Le créole
Au
moment de l’indépendance, la masse d’esclaves
illettrés, largement majoritaire, n’avait que le
créole comme instrument de communication. Pourtant, dès
1804, le français est devenu, dans les faits, la langue
du formel (administration, écoles…). C’est
seulement en 1926 qu’on a jugé nécessaire
de le consacrer langue officielle. L’évolution socio-économique
et culturelle, de l’indépendance à nos jours,
a abouti à la coexistence des deux langues, avec deux statuts
sociaux différents, le créole restant considéré
comme inférieur par une certaine partie des scolarisés.
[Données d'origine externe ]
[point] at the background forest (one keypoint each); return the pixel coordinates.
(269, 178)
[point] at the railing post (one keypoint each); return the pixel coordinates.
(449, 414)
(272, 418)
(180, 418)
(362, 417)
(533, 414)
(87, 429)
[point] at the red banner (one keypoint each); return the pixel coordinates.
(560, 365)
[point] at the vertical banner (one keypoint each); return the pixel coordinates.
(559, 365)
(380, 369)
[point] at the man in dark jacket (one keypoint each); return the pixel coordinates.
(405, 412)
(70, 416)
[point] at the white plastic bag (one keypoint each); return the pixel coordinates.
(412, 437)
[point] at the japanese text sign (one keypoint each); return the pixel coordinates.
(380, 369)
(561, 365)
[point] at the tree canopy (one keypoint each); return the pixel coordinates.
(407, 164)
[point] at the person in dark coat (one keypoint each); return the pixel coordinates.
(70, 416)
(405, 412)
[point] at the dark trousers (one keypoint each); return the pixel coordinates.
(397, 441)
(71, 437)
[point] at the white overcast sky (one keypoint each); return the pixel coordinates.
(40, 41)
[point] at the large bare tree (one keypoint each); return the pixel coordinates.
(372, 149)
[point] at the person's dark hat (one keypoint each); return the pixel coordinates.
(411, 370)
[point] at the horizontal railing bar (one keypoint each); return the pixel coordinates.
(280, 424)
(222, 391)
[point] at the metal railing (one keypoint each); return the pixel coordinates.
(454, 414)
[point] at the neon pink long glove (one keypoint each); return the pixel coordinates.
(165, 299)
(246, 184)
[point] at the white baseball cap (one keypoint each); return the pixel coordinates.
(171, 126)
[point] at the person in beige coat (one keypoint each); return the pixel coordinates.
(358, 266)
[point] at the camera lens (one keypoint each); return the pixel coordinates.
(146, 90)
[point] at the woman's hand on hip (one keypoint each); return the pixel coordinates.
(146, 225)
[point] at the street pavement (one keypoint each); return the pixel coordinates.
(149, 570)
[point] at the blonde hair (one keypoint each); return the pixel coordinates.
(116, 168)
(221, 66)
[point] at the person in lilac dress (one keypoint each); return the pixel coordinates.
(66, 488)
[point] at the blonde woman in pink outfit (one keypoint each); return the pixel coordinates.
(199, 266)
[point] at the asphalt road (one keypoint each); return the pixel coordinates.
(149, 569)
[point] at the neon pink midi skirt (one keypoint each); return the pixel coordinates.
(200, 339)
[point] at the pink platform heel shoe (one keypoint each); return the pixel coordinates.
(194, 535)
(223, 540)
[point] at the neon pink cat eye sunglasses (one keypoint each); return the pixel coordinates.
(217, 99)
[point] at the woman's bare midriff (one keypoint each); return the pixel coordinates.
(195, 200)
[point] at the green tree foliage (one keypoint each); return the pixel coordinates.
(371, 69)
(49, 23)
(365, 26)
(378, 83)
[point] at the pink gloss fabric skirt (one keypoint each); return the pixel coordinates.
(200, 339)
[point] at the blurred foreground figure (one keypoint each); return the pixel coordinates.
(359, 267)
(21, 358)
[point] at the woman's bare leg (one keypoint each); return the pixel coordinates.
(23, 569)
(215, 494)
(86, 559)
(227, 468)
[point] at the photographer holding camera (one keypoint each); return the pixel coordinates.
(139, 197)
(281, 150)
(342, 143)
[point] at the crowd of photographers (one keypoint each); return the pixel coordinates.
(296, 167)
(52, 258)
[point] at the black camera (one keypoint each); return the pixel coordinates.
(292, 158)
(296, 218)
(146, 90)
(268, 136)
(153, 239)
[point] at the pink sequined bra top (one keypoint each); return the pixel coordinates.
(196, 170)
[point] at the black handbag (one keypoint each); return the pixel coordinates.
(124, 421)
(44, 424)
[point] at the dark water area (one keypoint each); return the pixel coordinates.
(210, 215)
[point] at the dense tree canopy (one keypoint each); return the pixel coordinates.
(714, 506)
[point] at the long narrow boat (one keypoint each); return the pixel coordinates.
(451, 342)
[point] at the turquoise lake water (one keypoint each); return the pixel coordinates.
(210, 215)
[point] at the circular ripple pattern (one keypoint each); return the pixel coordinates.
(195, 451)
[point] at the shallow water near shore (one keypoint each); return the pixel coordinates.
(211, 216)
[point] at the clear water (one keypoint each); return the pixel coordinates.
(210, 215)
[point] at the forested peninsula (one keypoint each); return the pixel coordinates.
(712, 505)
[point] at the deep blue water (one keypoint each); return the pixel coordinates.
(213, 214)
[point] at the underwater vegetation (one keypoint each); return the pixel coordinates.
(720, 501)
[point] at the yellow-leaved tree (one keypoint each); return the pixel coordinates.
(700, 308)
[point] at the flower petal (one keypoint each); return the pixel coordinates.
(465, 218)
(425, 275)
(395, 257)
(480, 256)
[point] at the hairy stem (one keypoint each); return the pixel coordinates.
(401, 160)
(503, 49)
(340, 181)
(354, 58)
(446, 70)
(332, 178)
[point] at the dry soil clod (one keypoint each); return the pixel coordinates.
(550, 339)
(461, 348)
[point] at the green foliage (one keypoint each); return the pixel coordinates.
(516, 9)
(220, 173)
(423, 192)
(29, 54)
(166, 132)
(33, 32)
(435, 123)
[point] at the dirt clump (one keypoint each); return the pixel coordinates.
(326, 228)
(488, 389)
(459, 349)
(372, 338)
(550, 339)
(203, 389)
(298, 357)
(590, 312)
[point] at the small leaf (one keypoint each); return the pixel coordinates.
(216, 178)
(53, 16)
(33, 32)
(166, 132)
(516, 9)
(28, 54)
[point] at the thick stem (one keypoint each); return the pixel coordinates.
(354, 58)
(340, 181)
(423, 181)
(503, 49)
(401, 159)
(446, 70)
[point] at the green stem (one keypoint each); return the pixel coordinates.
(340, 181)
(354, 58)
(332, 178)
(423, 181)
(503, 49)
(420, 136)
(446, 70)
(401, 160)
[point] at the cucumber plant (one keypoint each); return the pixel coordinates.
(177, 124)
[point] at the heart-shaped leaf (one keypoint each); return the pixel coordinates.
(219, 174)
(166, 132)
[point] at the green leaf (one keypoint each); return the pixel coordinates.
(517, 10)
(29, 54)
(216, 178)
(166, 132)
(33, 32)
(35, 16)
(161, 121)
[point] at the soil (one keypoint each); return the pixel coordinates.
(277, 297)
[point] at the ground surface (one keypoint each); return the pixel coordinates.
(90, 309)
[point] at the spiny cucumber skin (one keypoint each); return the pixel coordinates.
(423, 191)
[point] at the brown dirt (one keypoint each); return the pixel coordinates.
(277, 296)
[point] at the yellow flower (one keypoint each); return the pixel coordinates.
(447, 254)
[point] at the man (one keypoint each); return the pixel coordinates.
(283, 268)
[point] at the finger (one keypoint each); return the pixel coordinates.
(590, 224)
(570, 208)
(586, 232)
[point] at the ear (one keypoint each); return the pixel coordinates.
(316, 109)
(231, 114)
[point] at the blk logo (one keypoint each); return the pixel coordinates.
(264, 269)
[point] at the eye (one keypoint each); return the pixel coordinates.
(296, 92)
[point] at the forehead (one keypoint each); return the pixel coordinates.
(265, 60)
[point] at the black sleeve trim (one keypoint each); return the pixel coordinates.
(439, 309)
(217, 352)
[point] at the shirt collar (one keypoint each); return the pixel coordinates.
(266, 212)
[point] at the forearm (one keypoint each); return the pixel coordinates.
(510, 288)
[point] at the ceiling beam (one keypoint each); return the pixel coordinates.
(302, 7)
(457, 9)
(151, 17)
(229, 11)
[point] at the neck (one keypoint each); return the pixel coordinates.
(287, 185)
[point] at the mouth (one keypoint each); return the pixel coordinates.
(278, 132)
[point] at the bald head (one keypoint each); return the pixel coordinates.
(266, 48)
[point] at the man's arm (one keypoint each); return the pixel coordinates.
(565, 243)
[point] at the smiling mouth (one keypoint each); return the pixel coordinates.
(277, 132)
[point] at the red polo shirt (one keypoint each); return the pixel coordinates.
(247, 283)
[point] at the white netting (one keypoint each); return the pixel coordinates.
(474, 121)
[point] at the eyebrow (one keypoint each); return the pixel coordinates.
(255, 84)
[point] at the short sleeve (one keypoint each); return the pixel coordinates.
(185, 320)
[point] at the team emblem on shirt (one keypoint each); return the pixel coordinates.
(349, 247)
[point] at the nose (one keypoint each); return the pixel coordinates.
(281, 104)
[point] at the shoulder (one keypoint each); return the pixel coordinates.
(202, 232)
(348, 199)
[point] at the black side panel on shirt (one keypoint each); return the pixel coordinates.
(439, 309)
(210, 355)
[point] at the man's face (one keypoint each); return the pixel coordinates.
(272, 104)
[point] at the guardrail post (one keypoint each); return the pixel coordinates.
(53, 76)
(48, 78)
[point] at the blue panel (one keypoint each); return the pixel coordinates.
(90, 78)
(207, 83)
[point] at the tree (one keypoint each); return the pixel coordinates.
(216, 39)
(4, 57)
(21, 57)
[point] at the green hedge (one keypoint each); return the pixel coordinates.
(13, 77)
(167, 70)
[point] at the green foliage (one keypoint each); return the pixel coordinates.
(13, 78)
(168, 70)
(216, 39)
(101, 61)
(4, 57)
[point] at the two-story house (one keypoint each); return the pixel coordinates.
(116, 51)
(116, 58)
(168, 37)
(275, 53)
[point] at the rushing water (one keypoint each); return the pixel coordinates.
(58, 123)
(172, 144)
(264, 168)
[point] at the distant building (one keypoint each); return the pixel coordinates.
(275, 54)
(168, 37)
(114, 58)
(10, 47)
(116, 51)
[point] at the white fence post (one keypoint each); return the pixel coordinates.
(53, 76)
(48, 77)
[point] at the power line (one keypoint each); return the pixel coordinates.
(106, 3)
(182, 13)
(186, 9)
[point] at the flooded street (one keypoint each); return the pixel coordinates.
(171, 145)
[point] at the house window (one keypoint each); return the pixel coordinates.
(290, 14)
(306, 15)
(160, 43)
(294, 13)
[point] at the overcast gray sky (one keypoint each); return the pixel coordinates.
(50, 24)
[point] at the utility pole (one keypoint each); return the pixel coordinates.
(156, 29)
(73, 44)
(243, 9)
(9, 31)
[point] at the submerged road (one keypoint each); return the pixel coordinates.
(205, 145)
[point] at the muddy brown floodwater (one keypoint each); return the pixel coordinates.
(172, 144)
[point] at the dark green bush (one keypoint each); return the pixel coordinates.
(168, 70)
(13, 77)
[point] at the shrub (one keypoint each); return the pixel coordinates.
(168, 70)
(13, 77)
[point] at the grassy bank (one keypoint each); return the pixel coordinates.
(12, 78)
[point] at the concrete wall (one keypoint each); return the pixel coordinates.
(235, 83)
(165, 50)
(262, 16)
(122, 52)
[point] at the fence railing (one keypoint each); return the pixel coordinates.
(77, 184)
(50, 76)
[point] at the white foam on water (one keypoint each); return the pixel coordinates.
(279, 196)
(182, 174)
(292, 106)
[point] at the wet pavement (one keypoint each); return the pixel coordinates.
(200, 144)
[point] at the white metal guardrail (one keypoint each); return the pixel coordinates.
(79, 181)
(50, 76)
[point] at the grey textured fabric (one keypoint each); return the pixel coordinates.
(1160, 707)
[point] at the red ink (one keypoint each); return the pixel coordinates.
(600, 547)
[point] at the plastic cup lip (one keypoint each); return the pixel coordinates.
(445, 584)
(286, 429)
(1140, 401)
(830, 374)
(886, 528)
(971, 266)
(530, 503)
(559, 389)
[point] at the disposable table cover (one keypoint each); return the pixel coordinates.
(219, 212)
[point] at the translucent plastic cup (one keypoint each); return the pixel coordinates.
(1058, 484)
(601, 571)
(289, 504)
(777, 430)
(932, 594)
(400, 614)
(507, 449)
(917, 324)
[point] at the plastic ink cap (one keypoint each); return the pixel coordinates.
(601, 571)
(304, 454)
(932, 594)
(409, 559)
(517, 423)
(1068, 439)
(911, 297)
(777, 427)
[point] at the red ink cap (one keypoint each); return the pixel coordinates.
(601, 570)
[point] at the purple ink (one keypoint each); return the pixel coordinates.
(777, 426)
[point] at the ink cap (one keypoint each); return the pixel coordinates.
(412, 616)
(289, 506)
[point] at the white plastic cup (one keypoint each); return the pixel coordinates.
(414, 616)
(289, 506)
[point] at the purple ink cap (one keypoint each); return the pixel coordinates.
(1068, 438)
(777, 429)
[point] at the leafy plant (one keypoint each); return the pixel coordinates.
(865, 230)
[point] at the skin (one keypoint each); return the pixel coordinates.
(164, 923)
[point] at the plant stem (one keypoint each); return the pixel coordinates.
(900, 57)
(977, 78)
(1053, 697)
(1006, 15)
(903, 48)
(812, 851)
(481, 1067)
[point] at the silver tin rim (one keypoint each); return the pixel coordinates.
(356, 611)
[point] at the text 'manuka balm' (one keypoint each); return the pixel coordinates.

En fait, la totalité de la population haïtienne pratique
quotidiennement le créole et on trouve dans l’île
une grande majorité d’unilingues (entre 75 et 80%),
c’est-à-dire de gens qui ignorent le français.
En
famille :
On a constaté que les scolarisés tentaient de parler
le français avec leurs enfants. Cette pratique est circonscrite
à certains champs du discours. Elle peut être limitée
aux ordres : « Va faire ta toilette », « Va
faire ton devoir… » Les histoires drôles ou
tout autre échange entre parents s’énoncent
en créole. La situation est d’abord formelle quand
un visiteur sans lien avec la famille arrive. La conversation
commence en français pour continuer en créole dès
que la familiarité s’installe. Le niveau social des
familles concernées ici va des couches moyennes les moins
aisées jusqu’aux familles les plus riches.
Dans
l’administration :
Entre fonctionnaires ou entre les fonctionnaires et les administrés
venus entreprendre une démarche, la conversation se fait
à 90 % en créole. Le français est pratiqué
soit pour marquer la distance ou la supériorité,
soit dans une situation formelle ; a l’écrit le français
est utilisé à 100%.
Dans
la presse :
Il existe actuellement deux quotidiens importants, l’un
et l’autre rédigés en français (le
nouvelliste, et le matin).
En plus d’un hebdomadaire (libèté),
deux journaux créoles à circulation régionale
sont aussi diffusés ainsi que de nombreux magazines.
A l’église :
A côté du vaudou, deux religions sont officielles
en Haïti : la catholique et la protestante. La première
a longtemps utilisé le français et/ou le latin pour
les services religieux, et cela même à l’intention
des couches monolingues et défavorisées. La seconde,
introduite en particulier par les Américains, a toujours
pratiqués le créole et a touché très
vite une bonne partie des couches défavorisées.
La
religion catholique s’est, par la suite « indigénisée
» et adapté aux réalités. Aujourd’hui
le créole est utilisé autant que le français,
voire plus que celui-ci.
Dans l’enseignement :
Dès 1978, une réforme a été engagée
qui prévoit l’utilisation, à l’école,
des deux langues. A l’école, toutefois, l’enseignement
est dispensé en français, même si beaucoup
de maîtres, désireux d’assurer la compréhension
de leur matière, utilisent, parallèlement et comme
pis-aller, le créole. Certains, il est vrai, maîtrisent
eux-mêmes très mal le français, ce qui à
contribué à provoquer le recours permanent et exclusif
aux livres et à la mémorisation. Les enseignants
s’adressent en général aux parents en français,
afin de marquer leur statut et de prouver leur compétence
face à ces derniers. A l’université, les cours
se font surtout en français.
A
LA RADIO ET A LA TELEVISION :
L’usage
régulier du créole à la télévision
ne remonte qu’aux années 1990. actuellement un tiers
des programmes est émis dans cette langue. C’est
surtout à la radio que sa progression s’est révélée
la plus sensible. En 1986, le départ de Jean-claude Duvalier
a marqué une étape importante dans cette évolution.
Parmi la quarantaine de stations sises dans la capitale, la plus
régulières consacrent, pour la plupart, plus de
la moitié du nombre total des heures d’antennes à
des émissions en créole. Les informations sont données
systématiquement dans les deux langues. De ce fait, le
créole utilisé par le public scolarisé
est très francisé : cette forme de langue touche
de plus en plus les unilingues créolophones, ainsi qu’on
le note avec l’arrivée, dans les années 1970,
des radios à piles dans les régions les plus reculées.
Situation qui risque, à terme, de détruire le créole.